I might be asking a stupid question here, but I’m qurious to whether it is possible to convert (cast) input data from double-precision to single-precision floats on a device with compute capability < 1.3.
Since I’m not known with storage methods of different data types I can probably spend way to much time figuring this out for myself. I found an example of someone who succesfully made it working on a device (ARM 7) not supporting double-precision data types: (devmaster.net: “Convert double to float”) but to be honest, I don’t get much of what he did let alone trying to port this to CUDA.
My project involves making CUDA available to another software package which uses double-precision as it’s native data type. So all data I now receive is being cast to single-precision first before transfered to the device. This takes almost 20-40% of the total time required to execute my software, depending on input data size. I know not to expect such a boost if it’s possible (higher kernel execution time and data-transfer times) but I think the performance will benefit from this.
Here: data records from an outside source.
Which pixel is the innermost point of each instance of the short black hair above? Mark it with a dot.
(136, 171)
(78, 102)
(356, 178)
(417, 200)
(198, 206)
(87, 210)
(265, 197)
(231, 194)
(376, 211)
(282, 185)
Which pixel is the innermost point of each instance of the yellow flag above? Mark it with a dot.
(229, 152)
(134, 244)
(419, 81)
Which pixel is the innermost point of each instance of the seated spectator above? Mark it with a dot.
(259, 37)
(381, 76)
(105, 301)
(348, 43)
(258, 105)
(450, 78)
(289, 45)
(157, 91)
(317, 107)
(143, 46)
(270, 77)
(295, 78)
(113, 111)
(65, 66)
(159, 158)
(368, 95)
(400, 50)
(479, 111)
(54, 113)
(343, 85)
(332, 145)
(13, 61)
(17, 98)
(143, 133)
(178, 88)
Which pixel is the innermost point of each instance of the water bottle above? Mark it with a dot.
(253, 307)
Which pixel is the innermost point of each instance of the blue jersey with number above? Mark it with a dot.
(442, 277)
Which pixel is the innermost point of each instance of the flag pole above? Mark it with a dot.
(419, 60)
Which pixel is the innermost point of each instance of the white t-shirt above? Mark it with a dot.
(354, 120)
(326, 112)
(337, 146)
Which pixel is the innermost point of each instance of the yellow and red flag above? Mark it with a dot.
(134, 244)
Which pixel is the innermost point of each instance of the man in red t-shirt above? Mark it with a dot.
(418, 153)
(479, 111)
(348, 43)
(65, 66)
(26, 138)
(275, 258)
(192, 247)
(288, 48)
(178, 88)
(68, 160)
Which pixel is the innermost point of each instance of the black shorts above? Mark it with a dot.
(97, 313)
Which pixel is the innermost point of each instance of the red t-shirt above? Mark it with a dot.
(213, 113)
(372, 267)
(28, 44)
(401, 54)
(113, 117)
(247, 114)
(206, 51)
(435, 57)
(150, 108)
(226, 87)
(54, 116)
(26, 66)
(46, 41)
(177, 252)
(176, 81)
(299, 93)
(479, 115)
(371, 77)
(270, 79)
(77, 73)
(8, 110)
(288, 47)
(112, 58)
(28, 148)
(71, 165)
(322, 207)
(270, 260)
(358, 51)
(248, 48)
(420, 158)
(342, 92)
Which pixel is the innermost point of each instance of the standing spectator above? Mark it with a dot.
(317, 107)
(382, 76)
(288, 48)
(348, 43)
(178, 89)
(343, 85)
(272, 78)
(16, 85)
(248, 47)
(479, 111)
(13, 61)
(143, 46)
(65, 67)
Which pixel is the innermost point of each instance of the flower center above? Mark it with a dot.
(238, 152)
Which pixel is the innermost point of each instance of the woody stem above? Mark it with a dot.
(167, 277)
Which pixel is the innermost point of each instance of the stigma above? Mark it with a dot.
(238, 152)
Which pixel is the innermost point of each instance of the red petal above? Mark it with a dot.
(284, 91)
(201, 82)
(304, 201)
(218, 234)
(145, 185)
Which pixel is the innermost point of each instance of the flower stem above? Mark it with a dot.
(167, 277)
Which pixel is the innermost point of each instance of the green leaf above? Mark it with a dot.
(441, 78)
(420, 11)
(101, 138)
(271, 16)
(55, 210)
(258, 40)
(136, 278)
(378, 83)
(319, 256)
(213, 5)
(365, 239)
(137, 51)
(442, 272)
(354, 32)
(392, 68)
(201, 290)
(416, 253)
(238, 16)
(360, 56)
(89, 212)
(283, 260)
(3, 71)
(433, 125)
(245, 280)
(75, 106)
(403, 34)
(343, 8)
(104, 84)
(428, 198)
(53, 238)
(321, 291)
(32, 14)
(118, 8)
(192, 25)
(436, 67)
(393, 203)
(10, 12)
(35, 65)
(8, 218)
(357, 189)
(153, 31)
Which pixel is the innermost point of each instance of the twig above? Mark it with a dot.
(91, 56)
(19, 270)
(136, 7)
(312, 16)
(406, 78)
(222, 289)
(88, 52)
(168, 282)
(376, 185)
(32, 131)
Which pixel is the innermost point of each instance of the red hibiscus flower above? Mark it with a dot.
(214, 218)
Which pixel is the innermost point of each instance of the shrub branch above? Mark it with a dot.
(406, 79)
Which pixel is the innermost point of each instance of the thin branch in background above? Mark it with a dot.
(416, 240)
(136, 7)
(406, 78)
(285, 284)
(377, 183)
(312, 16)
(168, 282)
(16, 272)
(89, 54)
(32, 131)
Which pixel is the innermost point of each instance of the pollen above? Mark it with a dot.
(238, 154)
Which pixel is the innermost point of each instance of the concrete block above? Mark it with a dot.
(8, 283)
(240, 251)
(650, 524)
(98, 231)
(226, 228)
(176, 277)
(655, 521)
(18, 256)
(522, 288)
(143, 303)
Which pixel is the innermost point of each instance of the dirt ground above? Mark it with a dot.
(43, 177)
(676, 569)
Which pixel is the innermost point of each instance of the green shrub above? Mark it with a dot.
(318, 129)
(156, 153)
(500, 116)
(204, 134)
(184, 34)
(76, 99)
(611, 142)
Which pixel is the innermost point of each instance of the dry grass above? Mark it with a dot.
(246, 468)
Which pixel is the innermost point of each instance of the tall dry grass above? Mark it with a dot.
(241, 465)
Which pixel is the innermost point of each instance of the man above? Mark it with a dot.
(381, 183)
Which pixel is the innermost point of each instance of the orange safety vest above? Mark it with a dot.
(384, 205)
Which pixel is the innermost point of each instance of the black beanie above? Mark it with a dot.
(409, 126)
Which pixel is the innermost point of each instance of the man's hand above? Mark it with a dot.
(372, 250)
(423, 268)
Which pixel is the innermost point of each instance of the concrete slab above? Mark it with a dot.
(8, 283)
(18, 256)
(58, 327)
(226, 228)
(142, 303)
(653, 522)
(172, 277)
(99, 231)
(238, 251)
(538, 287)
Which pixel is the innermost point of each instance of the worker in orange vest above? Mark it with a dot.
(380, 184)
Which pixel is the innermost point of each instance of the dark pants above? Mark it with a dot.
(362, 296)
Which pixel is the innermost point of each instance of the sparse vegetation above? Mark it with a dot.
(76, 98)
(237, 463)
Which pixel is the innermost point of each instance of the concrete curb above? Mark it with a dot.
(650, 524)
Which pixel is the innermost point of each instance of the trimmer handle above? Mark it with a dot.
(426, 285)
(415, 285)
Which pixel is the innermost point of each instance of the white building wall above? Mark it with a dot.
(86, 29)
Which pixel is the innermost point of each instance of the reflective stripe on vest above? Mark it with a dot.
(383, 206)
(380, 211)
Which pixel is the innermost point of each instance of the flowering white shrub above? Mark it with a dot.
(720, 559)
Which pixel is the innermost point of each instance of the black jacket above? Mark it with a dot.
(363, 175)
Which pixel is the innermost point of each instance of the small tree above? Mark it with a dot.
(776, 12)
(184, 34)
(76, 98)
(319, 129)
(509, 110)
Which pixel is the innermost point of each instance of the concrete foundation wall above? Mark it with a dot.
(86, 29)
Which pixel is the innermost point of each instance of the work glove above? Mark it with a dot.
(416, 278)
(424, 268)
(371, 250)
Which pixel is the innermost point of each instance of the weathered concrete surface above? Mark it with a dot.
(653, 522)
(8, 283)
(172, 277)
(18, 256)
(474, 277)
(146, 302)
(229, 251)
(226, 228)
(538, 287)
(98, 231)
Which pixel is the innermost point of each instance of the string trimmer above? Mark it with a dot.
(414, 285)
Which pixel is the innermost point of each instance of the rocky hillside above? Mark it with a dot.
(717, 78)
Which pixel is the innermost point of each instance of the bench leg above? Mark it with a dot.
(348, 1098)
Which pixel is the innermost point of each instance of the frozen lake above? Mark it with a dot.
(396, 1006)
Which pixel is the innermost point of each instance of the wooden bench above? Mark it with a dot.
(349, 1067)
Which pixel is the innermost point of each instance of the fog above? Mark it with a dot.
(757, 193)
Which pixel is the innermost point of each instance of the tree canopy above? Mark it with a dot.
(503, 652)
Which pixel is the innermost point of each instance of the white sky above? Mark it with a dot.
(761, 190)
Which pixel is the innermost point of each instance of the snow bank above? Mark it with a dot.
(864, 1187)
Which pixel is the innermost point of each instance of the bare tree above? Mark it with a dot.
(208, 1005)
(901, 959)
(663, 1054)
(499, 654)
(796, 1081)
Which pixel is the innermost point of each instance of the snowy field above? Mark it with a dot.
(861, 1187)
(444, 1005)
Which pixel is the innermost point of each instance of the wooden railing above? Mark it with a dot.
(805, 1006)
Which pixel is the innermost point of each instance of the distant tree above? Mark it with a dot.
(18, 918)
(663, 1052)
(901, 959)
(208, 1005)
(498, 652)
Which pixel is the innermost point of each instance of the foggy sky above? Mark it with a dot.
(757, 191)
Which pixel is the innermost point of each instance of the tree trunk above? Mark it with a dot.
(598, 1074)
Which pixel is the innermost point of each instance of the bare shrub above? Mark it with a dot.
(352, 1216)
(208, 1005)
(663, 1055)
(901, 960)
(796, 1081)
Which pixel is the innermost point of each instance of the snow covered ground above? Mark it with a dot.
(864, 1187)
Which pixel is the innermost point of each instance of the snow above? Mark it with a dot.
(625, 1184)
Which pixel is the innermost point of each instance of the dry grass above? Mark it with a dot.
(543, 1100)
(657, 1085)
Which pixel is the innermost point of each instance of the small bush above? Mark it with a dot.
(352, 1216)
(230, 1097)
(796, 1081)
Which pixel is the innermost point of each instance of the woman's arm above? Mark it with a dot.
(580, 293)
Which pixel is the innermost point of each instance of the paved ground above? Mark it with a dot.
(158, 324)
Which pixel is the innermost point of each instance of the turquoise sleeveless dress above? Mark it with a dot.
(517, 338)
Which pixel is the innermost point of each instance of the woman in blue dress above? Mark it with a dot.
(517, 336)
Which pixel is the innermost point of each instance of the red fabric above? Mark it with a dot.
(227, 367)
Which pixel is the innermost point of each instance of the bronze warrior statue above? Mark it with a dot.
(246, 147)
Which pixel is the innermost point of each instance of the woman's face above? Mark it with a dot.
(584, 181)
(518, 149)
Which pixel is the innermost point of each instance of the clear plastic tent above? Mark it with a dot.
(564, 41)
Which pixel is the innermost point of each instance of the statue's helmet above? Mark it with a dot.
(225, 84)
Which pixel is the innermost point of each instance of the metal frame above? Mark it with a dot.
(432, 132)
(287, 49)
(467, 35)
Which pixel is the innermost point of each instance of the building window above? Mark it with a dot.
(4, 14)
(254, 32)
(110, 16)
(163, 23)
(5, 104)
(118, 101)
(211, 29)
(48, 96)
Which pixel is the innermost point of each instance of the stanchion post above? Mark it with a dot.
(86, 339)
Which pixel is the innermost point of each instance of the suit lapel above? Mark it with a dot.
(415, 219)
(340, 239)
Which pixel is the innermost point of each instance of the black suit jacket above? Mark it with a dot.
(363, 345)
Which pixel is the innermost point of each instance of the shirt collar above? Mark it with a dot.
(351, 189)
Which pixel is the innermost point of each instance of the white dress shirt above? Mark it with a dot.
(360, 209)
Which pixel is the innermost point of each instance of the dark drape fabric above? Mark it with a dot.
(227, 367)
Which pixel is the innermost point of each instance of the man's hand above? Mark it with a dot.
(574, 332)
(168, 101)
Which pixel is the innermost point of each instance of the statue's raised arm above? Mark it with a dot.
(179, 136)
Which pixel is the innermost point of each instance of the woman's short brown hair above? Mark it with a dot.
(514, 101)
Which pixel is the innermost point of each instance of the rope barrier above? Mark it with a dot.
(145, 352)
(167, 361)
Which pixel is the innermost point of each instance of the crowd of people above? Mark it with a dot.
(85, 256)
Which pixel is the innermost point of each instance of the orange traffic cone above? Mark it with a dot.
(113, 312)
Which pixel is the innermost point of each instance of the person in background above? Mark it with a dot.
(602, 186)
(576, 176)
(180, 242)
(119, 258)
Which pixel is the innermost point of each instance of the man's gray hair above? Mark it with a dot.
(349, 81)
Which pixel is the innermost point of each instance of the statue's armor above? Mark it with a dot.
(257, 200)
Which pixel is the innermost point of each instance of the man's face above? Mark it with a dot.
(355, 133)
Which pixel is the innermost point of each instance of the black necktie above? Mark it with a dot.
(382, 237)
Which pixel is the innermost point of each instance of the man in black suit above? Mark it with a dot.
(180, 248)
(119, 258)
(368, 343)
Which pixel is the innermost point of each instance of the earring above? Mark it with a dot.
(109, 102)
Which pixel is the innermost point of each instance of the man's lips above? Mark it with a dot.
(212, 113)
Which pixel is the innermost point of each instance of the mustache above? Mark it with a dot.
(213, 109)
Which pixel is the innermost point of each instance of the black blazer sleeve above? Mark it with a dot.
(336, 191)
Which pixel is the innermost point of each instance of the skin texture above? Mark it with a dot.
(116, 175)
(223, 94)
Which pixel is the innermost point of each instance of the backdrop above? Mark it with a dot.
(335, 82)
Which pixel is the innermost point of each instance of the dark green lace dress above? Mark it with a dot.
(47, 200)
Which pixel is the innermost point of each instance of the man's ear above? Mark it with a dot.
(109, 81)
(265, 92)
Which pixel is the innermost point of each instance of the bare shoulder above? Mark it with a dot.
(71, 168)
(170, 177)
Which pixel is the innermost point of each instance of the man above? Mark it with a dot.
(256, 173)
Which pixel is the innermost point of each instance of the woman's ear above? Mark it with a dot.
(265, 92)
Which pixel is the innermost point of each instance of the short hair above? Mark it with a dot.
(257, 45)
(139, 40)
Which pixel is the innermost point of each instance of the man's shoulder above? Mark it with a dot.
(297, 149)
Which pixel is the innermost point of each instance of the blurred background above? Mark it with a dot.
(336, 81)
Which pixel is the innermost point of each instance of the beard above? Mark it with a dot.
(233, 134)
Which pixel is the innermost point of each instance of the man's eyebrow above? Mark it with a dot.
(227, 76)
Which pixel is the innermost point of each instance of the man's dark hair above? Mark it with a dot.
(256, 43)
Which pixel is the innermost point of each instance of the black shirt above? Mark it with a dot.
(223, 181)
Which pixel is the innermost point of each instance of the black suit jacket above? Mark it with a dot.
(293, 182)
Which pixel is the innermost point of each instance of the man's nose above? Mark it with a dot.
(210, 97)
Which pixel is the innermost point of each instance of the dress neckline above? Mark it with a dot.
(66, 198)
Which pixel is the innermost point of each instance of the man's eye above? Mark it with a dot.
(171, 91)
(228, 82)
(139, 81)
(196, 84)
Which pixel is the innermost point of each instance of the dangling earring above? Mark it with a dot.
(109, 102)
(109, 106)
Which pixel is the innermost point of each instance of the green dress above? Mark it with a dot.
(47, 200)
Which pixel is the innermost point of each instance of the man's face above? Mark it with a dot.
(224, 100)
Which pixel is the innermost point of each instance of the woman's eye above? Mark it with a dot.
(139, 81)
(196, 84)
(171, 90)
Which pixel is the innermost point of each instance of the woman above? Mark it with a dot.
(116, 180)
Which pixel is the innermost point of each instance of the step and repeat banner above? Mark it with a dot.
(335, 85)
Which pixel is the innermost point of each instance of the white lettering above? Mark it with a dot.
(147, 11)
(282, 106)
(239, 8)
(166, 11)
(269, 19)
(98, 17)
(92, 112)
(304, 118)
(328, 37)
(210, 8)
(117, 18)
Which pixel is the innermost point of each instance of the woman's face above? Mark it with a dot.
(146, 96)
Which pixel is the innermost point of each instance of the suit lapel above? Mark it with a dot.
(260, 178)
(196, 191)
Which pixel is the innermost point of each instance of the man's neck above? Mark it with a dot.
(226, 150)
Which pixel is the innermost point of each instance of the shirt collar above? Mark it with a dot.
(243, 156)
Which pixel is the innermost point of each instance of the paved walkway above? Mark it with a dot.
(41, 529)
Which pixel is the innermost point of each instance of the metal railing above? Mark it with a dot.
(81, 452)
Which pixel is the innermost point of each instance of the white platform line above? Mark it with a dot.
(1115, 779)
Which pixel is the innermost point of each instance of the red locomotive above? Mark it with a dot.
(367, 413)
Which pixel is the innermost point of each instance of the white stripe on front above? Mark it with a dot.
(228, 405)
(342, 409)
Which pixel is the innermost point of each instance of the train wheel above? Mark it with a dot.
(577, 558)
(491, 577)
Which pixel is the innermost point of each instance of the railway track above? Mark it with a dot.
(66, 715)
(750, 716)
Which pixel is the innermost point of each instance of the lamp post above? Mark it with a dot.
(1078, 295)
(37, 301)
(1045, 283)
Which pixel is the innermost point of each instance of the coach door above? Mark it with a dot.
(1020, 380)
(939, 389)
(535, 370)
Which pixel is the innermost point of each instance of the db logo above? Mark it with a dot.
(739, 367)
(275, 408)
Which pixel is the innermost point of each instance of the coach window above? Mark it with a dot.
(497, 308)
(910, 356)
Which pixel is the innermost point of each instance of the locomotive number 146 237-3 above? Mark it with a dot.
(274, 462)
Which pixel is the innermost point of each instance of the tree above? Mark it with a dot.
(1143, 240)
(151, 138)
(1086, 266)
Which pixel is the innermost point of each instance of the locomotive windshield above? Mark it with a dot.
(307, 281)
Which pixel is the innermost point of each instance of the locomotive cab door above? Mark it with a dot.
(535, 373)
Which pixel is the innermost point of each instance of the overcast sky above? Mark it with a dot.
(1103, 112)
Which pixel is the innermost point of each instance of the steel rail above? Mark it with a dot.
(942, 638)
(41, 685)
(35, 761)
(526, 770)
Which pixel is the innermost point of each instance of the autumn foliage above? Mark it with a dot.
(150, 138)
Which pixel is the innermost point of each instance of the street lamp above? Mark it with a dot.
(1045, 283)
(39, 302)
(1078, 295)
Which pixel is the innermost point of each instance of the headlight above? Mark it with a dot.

If someone can point me to the right direction, or give me a simple ‘no’, that would be greatly appreciated. But code examples are ofcourse always welcome ^_^
The code example you linked to does exactly what you want but it is quite inefficient compared to doing it in hardware - you can probably do a much better job by optimising the code on the host side to improve the throughput when converting double to float, e.g. by using SSE’s CVTP2PS instruction (use the _mm_cvtpd_ps intrinsic).
Thanks for your replies! I’ll look into both options and let you know which one works best (performance wise). I need to read up on SSE usage and what requirements this puts on my project, but since it needs to be compiled on every system it’s used on, that probably wont be a problem.